Pouvez-vous revenir sur le développement d’O’Tacos depuis sa création ?
Stéphane Chérel : L’enseigne est aujourd’hui parfaitement connue des consommateurs français. En dix ans, entre 2015 et 2025, nous avons dépassé les 350 points de vente en France. Nous devrions atteindre 360 restaurants très prochainement. Historiquement, nous sommes implantés en centre-ville, qui reste notre cœur de marché, mais nous nous développons désormais aussi en centres commerciaux, en périphérie de ville, en hôtellerie, et même sur autoroute. L’engouement pour le French tacos est toujours très fort, pour une raison simple : cette catégorie est désormais entrée dans les habitudes de consommation.
Comment se porte le marché du French tacos ?
S.C. : À l’origine, c’était un produit très urbain, plutôt consommé par une clientèle jeune masculine. Aujourd’hui, il s’est démocratisé : on le retrouve partout, dans toutes les catégories de population. Il est même présent dans de nombreux établissements de restauration à travers la France.
Le phénomène dépasse d’ailleurs les frontières françaises. Le French tacos est désormais reconnu dans les pays francophones, mais aussi dans d’autres pays européens. On voit des concepts se développer au Danemark, en Italie ou encore à Malte.
Nous nous positionnons clairement comme leaders sur le marché du French tacos. La restauration rapide a connu une forte croissance en France ces dernières années. Parallèlement, la concurrence s’est intensifiée. Aujourd’hui, il faut à la fois regarder les grands acteurs du marché, mais aussi les nouveaux entrants, souvent très agiles. C’est un équilibre permanent.
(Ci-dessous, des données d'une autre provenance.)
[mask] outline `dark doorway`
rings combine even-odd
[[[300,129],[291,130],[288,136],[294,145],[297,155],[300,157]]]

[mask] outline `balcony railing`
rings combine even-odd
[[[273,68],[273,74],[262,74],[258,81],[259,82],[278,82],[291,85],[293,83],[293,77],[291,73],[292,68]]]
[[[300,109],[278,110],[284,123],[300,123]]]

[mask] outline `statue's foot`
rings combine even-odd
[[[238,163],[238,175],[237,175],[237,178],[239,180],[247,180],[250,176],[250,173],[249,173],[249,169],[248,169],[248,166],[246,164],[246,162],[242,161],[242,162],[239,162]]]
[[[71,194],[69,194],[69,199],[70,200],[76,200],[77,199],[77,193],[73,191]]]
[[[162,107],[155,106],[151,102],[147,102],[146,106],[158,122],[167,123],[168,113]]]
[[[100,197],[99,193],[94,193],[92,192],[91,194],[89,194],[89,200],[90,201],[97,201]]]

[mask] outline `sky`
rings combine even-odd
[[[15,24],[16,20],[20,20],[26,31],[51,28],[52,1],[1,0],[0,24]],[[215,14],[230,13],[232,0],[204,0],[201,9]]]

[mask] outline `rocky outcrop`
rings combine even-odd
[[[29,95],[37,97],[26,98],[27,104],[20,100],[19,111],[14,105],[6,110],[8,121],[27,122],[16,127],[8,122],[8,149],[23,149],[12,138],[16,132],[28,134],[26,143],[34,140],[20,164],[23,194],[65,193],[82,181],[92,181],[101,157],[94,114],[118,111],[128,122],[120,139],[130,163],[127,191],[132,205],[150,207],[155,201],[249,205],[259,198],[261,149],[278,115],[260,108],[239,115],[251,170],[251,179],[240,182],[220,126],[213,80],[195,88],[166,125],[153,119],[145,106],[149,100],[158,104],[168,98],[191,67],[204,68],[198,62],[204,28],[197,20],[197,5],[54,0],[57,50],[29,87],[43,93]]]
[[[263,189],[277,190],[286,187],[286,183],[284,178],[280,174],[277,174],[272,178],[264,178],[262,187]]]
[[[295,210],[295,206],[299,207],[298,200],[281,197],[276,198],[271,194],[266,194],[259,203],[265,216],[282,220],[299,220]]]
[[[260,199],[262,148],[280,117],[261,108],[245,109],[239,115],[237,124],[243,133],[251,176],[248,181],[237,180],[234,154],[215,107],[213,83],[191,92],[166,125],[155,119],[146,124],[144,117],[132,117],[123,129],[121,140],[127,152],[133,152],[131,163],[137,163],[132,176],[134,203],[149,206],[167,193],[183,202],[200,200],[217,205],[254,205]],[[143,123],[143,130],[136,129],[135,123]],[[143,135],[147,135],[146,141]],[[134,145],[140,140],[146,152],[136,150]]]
Quelle est votre stratégie à l’international ?
S.C. : Au sein de notre groupe, nous sommes présents en France, dans le Benelux avec environ 75 points de vente, aux Pays-Bas, en Italie et en Suisse. Nous avons également ouvert récemment dans trois nouveaux pays : le Canada, le Maroc et l’Arabie saoudite.
À l’international, nous adaptons notre modèle. Je dis souvent qu’il faut conserver deux tiers de l’ADN de la marque et adapter un tiers. Cela concerne les produits, les recettes, les combinaisons, mais aussi la supply chain, qui peut devenir locale ou régionale. Cette adaptation est essentielle à la réussite.
Crédit : O’Tacos.
Quelle place occupe l’innovation dans votre modèle ?
S.C. : L’innovation est évidemment clé dans notre métier. Notre gamme évolue peu en profondeur, mais nous lançons des éditions limitées tous les trois mois. Cela nous permet de tester des tendances.
Quand une innovation fonctionne, elle peut intégrer la carte. Par exemple, nous avons testé les bowls il y a deux ans, puis les avons intégrés durablement. Nous travaillons aussi sur les protéines : récemment, une nouvelle recette de poulet, développée sur près de deux ans, est entrée dans le top 3 de nos ventes. Nous ne transformons pas le concept en permanence, mais nous le faisons évoluer progressivement.
Quelle est la place de la franchise dans votre développement ?
S.C. : Notre modèle repose à 90 % sur la franchise. Les succursales ont un rôle complémentaire : démontrer la performance du modèle, ou répondre à des opportunités spécifiques. Mais nous sommes avant tout un réseau de franchisés, en France comme à l’international.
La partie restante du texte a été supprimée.